LexRank: Graph-based Lexical Centrality as Salience in Text Summarization Degree Centrality In a cluster of related documents, many of the sentences are. A brief summary of “LexRank: Graph-based Lexical Centrality as Salience in Text Summarization”. Posted on February 11, by anung. This paper was. Lex Rank Algorithm given in “LexRank: Graph-based Lexical Centrality as Salience in Text Summarization” (Erkan and Radev) – kalyanadupa/C-LexRank.
|Published (Last):||20 June 2010|
|PDF File Size:||1.25 Mb|
|ePub File Size:||8.77 Mb|
|Price:||Free* [*Free Regsitration Required]|
The results on the noisy data are given in Table 6. This paper has 1, citations.
In this paper we present a detailed analysis of our approach andapply it to a larger data set including data from earlier DUC evaluations. Early research summarrization extractive summarization is based on simple heuristic features of the sentences such as their position in the text, the overall frequency of lexica, words theycontain, or some key phrases indicating the importance of the sentences Baxendale, ;Edmundson, ; Luhn, DUC data sets are perfectly clusteredinto related documents by human assessors.
LexRank: Graph-based Lexical Centrality as Salience in Text Summarization – Semantic Scholar
On the extreme point where we have a very highthreshold, we would have no edges in the graph so that Degree or LexRank centrality wouldbe of no use.
To solve this problem, Page et al. All the numbers are normalized so thatthe highest ranked sentence gets the score 1. Extractive TS relies on the concept of sentence salience to identify the most important sentences in a document or set of documents.
A brief summary of “LexRank: Graph-based Lexical Centrality as Salience in Text Summarization”

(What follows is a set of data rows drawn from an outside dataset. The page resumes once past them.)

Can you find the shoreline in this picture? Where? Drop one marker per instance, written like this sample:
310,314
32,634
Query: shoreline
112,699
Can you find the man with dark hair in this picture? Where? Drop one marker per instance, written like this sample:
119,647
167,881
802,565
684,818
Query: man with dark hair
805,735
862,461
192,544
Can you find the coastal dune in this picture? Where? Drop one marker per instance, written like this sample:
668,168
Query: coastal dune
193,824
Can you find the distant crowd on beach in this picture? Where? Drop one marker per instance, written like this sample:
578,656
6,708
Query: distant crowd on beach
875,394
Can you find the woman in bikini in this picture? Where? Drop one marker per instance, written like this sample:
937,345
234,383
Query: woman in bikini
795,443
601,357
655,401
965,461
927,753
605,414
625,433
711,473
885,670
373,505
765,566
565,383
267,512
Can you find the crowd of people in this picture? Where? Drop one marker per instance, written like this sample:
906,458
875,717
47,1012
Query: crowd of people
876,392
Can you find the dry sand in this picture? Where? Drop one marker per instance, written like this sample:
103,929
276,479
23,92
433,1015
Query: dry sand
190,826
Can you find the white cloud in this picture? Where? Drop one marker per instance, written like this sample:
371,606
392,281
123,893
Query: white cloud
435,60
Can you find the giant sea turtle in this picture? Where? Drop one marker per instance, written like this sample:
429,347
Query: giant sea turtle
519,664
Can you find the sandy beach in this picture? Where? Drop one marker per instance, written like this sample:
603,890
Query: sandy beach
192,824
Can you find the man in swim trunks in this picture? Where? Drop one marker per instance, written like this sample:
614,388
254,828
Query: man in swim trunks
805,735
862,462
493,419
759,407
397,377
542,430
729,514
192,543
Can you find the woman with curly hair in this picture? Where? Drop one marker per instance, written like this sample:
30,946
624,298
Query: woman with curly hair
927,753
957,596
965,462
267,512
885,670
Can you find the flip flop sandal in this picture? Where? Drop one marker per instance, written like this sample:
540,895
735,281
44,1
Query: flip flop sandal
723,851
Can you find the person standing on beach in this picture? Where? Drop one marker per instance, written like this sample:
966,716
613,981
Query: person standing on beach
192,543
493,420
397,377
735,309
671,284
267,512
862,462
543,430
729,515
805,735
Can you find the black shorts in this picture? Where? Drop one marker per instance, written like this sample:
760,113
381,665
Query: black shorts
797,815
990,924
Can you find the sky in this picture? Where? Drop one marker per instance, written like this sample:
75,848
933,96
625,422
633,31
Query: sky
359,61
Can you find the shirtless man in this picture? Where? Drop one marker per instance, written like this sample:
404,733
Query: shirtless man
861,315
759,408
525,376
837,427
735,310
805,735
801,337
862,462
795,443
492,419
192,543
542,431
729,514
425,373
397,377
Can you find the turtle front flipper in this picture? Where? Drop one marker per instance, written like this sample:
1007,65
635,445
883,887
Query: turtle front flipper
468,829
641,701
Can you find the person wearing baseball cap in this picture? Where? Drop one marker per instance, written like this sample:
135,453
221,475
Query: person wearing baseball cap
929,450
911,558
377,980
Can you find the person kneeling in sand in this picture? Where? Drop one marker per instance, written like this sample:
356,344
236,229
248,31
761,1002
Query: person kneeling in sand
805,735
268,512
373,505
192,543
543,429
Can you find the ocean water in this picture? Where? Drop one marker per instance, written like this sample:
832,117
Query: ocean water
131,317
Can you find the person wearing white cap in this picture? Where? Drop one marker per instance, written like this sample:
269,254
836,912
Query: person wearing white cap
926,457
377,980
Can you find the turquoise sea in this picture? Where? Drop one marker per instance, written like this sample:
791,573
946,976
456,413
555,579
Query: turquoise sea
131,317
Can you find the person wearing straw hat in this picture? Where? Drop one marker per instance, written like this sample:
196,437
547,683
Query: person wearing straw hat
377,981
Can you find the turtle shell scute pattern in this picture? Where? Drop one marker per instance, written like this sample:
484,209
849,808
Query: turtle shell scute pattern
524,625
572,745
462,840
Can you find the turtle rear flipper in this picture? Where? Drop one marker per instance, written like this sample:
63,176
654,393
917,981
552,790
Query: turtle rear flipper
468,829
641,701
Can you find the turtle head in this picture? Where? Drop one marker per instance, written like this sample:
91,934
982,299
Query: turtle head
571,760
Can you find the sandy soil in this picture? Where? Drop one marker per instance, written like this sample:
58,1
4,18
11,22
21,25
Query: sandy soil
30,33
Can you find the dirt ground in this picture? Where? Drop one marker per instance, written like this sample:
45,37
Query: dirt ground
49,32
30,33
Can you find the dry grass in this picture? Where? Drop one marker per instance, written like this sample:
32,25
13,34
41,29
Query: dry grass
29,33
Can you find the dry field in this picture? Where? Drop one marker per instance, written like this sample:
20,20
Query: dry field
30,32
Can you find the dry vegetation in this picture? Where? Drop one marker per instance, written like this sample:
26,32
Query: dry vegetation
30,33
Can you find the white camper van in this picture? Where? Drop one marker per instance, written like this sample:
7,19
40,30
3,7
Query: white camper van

Approach summarixation evaluation – McKeown, Barzilay, et al. The problem of extracting a sentence that represents the contents of a given document or a collection of documents is known as extractive summarization problem. In Research and Development inInformation Retrieval, pp. All of our three new methods Degree, LexRank with threshold, and continuous LexRank perform significantly better than the ba Adjacency matrix Cosine similarity Natural language processing.
The higher the threshold, the less informative, or even mis-leading, similarity graphs we must have. The results show thatdegree-based methods including LexRank outperform both centroid-based methods andother systems participating in DUC in most of the cases.
The graph-based representation of the relations between natural language constructs provides us with many new ways of information processing with applications to severalproblems such as document clustering, word sense disambiguation, prepositional phraseattachment.
This paper has highly influenced other papers. Semantic Scholar estimates that this publication has 1, citations based on the available data.
A surprising pointis that centroid-based summarization also gives good results although still worse than theothers most of the time. We discuss several methods to compute centrality using the similarity graph. We test the technique on the problemof Text Summarization TS.
We try to avoid the repeated information in thesummaries by using the reranker of the MEAD system. The basic measurement is using TF-IDF formulation, where tem frequency TF contributes to the similarity strength as the number of word occurrences is higher.
The top scores we have got in all data sets come from our new methods. A straightforward way of formulating this ideais to consider every node having a centrality value and distributing this centrality to itsneighbors. Showing of extracted citations.
Spectral clustering for German verbs – C, Walde, et al. We consider a new approach, LexRank, forcomputing sentence importance based on the concept of eigenvector centrality in a graphrepresentation of sentences.
The lexxrank relation we used to construct the graphs can be replaced by anymutual information relation between natural language entities. A threshold value is used to filter out the relationships between sentences whose weights are fall below the threshold.
LexRank: Graph-based Lexical Centrality as Salience in Text Summarization
A stochastic, irreducible and aperiodic matrix Minput: Obviously, we would not want any of the sentences Rext Setup In this section, we describe the data set, the evaluation metric and the summarizationsystem we used in our experiments.
In this model, a connectivity matrix based on intra-sentencecosine similarity is used as the adjacency matrix of the graph representation of sentences. Since the Texg is irreducible and aperiodic, the algorithm is guaranteed tect terminate. Weighted cosine similarity graph for the cluster in Figure 1. Table 2 shows the LexRank scoresfor the graphs in Figure 3 setting the damping factor to 0.
This is a measure of howclose the sentence is to the centroid of the cluster. Foreach word that occurs in a sentence, the value of the corresponding dimension in the vectorrepresentation of the sentence is the number of occurrences of the word in the sentencetimes the idf of the word. Unsupervised word sense disambiguation rivaling supervised meth- ods.